Why you might be pouring your AdWords budget down a drain
One aspect of an online marketing campaign is the use of Pay-Per-Click advertising or PPC as it can be more commonly known. The benefits of this method of promotion can be incredible in terms of profit margins for your business.
Alternatively this can also have the completely opposite effect on your business. If your Adwords account isn’t setup properly, you could be throwing a lot of money away.
Real Example
Let’s go into a bit of a backstory here.
A previous client of mine actually had an existing AdWords account which I ended up taking control of with the goal of looking to optimise their budget to get more value for their money. The account was set up by themselves and all keywords and ad groups also done in-house.
The budget each month was £1000 and they were hitting that without fail almost every time. Looking further into their account, although their keyword choices were well within reason and very targeted towards their product ranges and target audiences, they had unfortunately set all keywords to be triggered under broad match.
This meant that they would end up appearing for results of terms that although may have contained their keywords, were completely unrelated.
To give you an example, let’s say that their target keyword was related to brown shoes because they only sold brown shoes, but this term was set to broad match. This would mean that they would be triggering adverts on search results relating to green shoes, blue shoes, black shoes, red shoes and so on. Hopefully, you can see the potential issues here.
They would end up getting clicks on their advert for unrelated terms where people weren’t in the market to buy their product as they initially wanted to purchase blue shoes. Over time, this meant that a lot of their budget was actually wasted on an audience who weren’t looking for their products.

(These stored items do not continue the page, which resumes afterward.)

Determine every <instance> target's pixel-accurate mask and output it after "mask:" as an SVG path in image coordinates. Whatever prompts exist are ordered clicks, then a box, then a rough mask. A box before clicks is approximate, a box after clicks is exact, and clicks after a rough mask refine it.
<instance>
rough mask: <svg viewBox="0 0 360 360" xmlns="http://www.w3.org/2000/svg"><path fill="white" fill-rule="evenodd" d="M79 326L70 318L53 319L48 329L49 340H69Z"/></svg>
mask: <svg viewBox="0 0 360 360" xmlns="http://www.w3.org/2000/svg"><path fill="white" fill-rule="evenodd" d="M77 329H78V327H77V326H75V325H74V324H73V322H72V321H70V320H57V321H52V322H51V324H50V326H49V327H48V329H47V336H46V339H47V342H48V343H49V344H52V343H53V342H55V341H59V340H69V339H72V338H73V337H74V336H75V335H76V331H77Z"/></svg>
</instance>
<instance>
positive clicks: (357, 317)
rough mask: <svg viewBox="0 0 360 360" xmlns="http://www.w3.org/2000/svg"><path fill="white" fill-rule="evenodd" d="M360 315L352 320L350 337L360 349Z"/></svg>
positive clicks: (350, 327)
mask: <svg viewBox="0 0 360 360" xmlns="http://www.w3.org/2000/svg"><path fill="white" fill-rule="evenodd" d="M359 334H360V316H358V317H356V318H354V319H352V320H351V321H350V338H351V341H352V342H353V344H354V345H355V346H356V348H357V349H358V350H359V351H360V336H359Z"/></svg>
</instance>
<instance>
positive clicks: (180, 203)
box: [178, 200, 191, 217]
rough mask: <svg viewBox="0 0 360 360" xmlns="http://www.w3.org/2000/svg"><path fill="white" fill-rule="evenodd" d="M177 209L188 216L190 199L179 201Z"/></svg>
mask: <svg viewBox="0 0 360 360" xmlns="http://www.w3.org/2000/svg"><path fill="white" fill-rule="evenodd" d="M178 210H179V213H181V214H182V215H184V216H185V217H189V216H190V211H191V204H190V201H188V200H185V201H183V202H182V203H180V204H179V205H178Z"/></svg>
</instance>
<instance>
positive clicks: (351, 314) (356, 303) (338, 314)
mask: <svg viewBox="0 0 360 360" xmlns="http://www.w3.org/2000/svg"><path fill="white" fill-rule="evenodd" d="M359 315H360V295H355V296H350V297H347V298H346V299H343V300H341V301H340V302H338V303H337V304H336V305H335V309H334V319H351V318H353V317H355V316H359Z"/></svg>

Essentially the quickest way to solve this issue initially was to switch all of their keywords over to “Exact Match”. This meant that there were no ambiguities within their targetting. From now on they would only appear for searches relating to “brown shoes”.
From there, the ad groupings were tightened into much more focused groups. All adverts for one product grouped together and the ads completely tailored for those terms, rather than all keywords under one group with really broad adverts for all of those terms.
This helped them to improve their ad relevancy score and in turn helped to lower their cost per click on each term.
The Results
Effectively the changes that I put into place managed to slash their monthly AdWords spend in half within the space of a month, whilst also improving their conversion rate dramatically. Now that the traffic that was being sent to their website was targeted and ready to buy their orders skyrocketed.
It also meant that the remaining monthly budget could be re-allocated to different channels like social advertising on LinkedIn, Facebook and Twitter.
What you can do
Some quick and easy ways to diagnose if your AdWords campaign is working for you would be the following:-
- Ensure that you have linked google analytics with your AdWords account.
- Review the number of orders coming through via paid advertising. If the conversion rate is extremely low you should probably have a look into tailoring your account more or getting a professional in.
- If you don’t have goal tracking set up to monitor this, then there’s your first serious issue. Set up conversion tracking immediately.
- Review the keywords bringing traffic to your site from AdWords.
- Analytics –>Acquisition–>AdWords–>Search queries
- Any keywords that you don’t want, start adding to your list of negative keywords within AdWords.
These are just a few of the telltale signs that you need to optimise your account more to ensure that you get the most for your money.
Please make sure you check these things regularly as a poorly setup AdWords account could spell disaster for your business if given too much free reign and not kept in check.